Dünya

'Türkiye bütün üyelerimizden daha etkili'

AB Dışişleri Bakanları bir araya gelerek Türkiye’nin üyeliğiyle ilgili anlaşmazlıklarını bir kenara bırakmaya ve dış politika işbirliğinin nasıl olması gerekti

11 Eylül 2010 03:00

T24 - Avrupa Birliği (AB) Dışişleri Bakanları Cumartesi günü bir araya gelerek Türkiye’nin üyeliğiyle ilgili anlaşmazlıklarını bir kenara bırakmaya ve dış politika işbirliğinin nasıl olması gerektiğini belirlemeye çalıştı. Toplantı sonrası konuşan Finlandiya Dışişleri Bakanı Alexander Stubb, 'Türkiye bugün uluslararası kamuoyunda bütün üyelerimizin toplamından daha etkili' dedi.

   
AB ülkeleri Türkiye’nin üyeliği konusunda tam anlamıyla ikiye bölünmüş durumda.  

 
Kuzey ülkeleri ve İngiltere Ankara’nın birliğin bir parçası olmasını şiddetle desteklerken, Fransa ve Almanya bu fikre karşı çıkıyor.

 
Türkiye’nin uluslararası bir güç olarak yükselişinin ardından AB, Ankara’yla daha yakın işbirliği geliştirmek için yollar aramaya başladı.

 
AB Dışişleri Bakanı Catherine Ashton, gayrı resmi toplantı için geldiği Brüksel’de “Bugünkü toplantının amacı Türkiye’nin sadece bir aday ülke değil aynı zamanda dünya genelindeki birçok konuda ortağımız olduğunu göstermektir” dedi.

 
Belçika Dışişleri Bakanı Steven Vanackere de Türkiye’nin en önemli rol oynadığı üç alanın İran, Ortadoğu barış süreci ve Bosna olduğunu ifade etti.


 
"Türkiye bütün üyelerimizden daha etkili"

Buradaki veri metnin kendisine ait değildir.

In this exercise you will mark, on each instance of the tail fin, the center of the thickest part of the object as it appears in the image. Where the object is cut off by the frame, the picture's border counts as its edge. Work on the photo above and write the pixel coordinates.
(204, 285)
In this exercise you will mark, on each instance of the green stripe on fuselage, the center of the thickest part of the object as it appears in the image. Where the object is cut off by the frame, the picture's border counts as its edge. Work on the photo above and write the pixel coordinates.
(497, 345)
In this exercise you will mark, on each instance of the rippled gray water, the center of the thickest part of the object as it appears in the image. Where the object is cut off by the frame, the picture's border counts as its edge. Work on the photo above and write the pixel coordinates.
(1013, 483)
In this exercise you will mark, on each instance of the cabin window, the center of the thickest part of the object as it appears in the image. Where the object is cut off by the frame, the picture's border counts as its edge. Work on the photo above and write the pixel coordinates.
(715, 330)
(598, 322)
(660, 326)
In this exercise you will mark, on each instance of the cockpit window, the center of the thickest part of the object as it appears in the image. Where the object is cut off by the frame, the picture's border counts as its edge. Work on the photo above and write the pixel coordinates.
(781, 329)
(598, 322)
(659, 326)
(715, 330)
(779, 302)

Türkiye AB’yle üyelik müzakerelerine 2005 yılında başladı. Ancak Fransa Cumhurbaşkanı Nicolas Sarkozy ve Almanya Başbakanı Angela Merkel Türkiye’nin üye olmasına asla izin verilmemesi gerektiğine inandıklarını açıkladı. İki ülke de Türkiye için “imtiyazlı ortaklık” seçeneğinin gündeme gelmesi gerektiğine inanıyor.

 
Bu durum AB içinde bölünmeye neden oldu. İngiltere, Finlandiya ve İtalya gibi ülkeler Türkiye’nin diğer adaylarla eşit muameleye tabi tutulması gerektiğini ifade ediyor.

 
Finlandiya Dışişleri Bakanı Alexander Stubb, “Türkiye’nin bugün uluslararası arenada bütün üyelerimizden tek tek ya da kolektif olarak daha etkili olduğu söylenebilir. İmtiyazlı ortaklıktan bahsetmiyoruz, derin bir bütünleşme ve işbirliğinden bahsediyoruz” dedi.